Wirecard: As a result of the bankruptcy filing of the German payment processor, its shares will be removed from the Stoxx Europe 600 in the coming week. As of Tuesday, June 30th, they will no longer be included in the index of the 600 largest listed European companies, the index subsidiary Stoxx Ltd. announced. the Deutsche Börse on late Thursday evening. In the Wirecard balance sheet scandal, the accounting firm EY is now assuming serious crime on a quasi-global scale. Index changes are particularly important for funds that exactly replicate indices. There must then be changed accordingly, which can have an impact on the share prices. Wirecard should stay in the Dax until September because the rules are different.

Bayer: According to legal experts, Bayer is making a risky bet in the billion-dollar glyphosate comparison in the United States to avert future lawsuits. An independent scientific committee is to decide whether Roundup, the weed killer containing glyphosate, which has been part of the Bayer product range since the takeover of Monsanto, causes cancer. The Group wants to commit to the decision of this body. “Bayer is taking a high risk. It’s a bet that time will tell that the science that the plaintiffs rely on will turn out to be wrong, ”says law professor David Noll of Rutgers University in New Jersey Bayer said Wednesday night that to have settled with most of the plaintiffs in the lawsuit over the allegedly carcinogenic weed killer glyphosate in the United States. Up to $ 10.9 billion is due for settlement and possible future cases. According to Bayer, three quarters of the total of 125,000 lawsuits filed and threatened are now over. However, the group had to find a separate solution to reduce the risk of future lawsuits without taking Roundup off the market.
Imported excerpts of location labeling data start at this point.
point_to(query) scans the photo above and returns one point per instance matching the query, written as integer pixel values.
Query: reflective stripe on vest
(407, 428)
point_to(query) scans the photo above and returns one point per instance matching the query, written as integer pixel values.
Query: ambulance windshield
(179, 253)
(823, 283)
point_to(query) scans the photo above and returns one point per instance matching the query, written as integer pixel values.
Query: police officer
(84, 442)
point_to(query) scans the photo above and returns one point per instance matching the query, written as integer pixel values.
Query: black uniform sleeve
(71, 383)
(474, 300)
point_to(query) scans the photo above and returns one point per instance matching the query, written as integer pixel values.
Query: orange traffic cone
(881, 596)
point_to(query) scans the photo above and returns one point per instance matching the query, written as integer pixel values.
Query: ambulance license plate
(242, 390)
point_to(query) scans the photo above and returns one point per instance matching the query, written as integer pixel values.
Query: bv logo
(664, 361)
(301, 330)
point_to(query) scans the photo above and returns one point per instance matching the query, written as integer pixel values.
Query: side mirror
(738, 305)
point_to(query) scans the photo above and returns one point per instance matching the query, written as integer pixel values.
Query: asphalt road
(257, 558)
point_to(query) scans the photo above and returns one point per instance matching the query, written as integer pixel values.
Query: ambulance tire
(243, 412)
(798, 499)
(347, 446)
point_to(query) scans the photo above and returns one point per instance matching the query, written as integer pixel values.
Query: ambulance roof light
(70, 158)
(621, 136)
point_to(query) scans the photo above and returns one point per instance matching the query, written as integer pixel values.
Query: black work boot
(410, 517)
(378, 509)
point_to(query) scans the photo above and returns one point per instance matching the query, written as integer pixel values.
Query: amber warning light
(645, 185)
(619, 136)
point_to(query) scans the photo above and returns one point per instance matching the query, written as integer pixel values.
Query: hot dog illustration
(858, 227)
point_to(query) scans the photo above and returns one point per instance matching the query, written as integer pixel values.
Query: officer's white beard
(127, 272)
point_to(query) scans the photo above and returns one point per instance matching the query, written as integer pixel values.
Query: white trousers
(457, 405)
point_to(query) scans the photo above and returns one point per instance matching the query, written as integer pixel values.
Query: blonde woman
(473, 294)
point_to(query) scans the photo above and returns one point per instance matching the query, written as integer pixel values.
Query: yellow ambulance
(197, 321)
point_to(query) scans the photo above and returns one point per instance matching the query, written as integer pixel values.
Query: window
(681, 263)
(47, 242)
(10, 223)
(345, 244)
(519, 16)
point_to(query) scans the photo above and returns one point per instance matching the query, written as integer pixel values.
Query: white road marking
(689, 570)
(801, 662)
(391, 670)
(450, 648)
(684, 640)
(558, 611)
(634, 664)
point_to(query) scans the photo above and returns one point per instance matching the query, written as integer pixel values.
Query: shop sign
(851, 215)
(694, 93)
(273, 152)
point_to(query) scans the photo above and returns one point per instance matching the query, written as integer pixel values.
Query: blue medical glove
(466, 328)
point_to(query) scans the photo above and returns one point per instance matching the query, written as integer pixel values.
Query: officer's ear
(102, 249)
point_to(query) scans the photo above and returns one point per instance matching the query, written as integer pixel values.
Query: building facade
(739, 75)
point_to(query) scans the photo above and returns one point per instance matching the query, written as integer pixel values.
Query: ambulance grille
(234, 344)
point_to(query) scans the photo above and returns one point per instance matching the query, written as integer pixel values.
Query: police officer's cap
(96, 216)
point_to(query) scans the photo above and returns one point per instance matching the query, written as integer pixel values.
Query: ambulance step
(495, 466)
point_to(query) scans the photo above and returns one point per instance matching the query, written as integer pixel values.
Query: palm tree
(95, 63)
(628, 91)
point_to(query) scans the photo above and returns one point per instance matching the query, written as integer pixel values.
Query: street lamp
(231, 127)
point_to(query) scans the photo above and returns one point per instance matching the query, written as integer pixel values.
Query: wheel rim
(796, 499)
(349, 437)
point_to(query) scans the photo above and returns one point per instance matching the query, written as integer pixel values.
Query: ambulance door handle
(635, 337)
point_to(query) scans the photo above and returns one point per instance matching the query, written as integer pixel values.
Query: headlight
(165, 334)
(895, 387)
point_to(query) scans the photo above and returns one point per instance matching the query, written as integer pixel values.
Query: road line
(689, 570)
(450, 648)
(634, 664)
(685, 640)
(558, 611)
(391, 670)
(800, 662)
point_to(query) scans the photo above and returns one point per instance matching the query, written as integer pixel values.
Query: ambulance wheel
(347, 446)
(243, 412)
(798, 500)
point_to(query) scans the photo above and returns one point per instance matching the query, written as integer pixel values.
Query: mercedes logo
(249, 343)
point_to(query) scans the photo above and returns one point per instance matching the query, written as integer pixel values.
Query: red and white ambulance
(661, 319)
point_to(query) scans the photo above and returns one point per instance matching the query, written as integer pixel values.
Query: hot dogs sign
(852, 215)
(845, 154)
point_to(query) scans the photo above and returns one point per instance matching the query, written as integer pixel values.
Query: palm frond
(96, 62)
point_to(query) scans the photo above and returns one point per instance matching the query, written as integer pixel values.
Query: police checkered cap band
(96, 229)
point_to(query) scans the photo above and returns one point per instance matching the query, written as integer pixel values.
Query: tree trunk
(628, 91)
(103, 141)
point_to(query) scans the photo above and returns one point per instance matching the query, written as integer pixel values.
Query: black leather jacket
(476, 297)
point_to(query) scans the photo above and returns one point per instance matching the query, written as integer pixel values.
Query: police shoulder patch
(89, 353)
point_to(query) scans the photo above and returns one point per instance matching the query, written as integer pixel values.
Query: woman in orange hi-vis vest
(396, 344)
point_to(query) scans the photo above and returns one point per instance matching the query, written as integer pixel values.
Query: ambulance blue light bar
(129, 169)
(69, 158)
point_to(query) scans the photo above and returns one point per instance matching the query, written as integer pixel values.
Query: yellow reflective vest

smell in: The German real estate group Vonovia has acquired shares in the Dutch real estate investor Vesteda Residential Fund. With a 2.6 percent stake, they are taking the first step into the Dutch residential property market, the company said on Friday in Bochum. The parties have agreed not to disclose the purchase price. Vesteda has approximately 27,000 mid-priced residential units in the Randstad region, which also includes Amsterdam and Rotterdam. The Netherlands is said to be one of Vonovia’s four target markets for residential real estate outside of Germany, alongside Austria, Sweden and France. “A share of 2.6 percent is certainly only a small step into the Dutch housing market. But we are now in an ideal starting position if there are further opportunities, ”CEO Rolf Buch is quoted in the message.